In 2012, a group of Immigration and Customs Enforcement agents sued then-U.S. Department of Homeland Security Secretary Janet Napolitano over Obama's executive order that ended the practice of deporting young people whose parents brought them to the U.S. illegally as children. The agents, who were represented by Kris Kobach, Kansas' controversial secretary of state who is credited with helping develop anti-immigrant legislation in several states, claimed that the new policy prevented them from fulfilling their sworn duty.

In October of that year, Bryant joined the lawsuit on the state's behalf, making Mississippi the only state to be a plaintiff in the federal suit, filed in Texas. In July 2013, U.S. District Judge Reed O'Connor dismissed the suit because the district court lacked jurisdiction.

Bill Chandler, executive director of the Mississippi Immigrant Rights Alliance, which is providing legal services pro bono to some of the children in the program, said Bryant's latest move is part of Bryant's long history of using immigrants as a punching bag to score points with his conservative political base.

In 2006, then-state Auditor Bryant commissioned a report that concluded undocumented immigrants cost state taxpayers millions of dollars based on "significant education, law enforcement and health care costs, as well as substantial lost tax revenues and other economic losses."

At the time, Bryant estimated that 49,000 "illegal aliens" resided in the state.

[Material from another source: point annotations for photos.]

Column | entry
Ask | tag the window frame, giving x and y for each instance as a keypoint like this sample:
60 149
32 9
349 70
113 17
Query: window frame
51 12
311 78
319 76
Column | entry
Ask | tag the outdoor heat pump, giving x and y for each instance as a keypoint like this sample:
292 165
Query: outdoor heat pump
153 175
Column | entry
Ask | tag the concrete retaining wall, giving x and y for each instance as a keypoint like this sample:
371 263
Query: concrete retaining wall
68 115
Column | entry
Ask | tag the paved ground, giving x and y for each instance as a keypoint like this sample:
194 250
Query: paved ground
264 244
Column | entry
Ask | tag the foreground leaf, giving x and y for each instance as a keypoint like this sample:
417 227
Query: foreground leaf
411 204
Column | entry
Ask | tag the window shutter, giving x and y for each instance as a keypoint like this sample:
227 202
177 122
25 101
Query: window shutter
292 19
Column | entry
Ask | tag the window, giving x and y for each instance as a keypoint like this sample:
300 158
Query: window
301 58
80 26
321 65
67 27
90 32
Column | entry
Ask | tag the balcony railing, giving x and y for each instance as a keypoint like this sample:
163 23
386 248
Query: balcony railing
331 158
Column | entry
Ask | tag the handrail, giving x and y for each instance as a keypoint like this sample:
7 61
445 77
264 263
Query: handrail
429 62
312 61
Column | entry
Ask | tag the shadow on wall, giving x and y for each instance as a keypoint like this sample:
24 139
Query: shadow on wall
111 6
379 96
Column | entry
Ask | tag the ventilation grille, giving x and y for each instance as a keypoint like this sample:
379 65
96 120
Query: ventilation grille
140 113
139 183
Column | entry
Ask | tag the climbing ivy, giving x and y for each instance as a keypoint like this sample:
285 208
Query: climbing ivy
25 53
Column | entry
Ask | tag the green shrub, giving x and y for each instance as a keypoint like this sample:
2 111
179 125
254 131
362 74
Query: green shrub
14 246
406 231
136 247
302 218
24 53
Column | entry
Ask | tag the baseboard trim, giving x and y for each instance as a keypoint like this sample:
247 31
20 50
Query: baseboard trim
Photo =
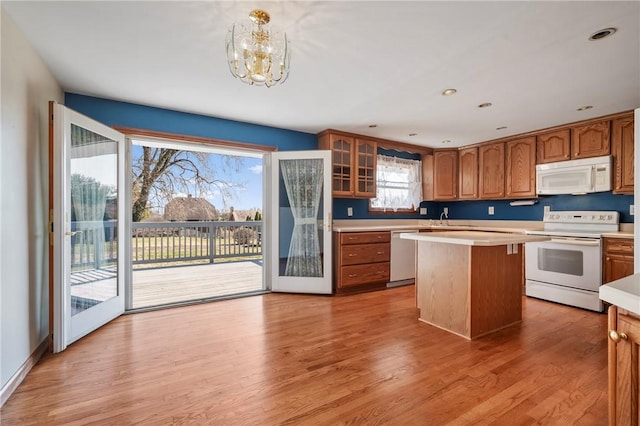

The Pew Hispanic Center placed the number of undocumented immigrants at 45,000 in 2010. Contrary to Bryant's assertion, however, unauthorized residents are not eligible to access such government benefits as Temporary Assistance for Needy Families (TANF), Medicaid or the State Children's Health Insurance Program (SCHIP).

Chandler characterizes Bryant's report and previous public stances on immigration issues as "full of misinformation."

"Phil Bryant will do things and say things without thinking—and that's being kind," Chandler said.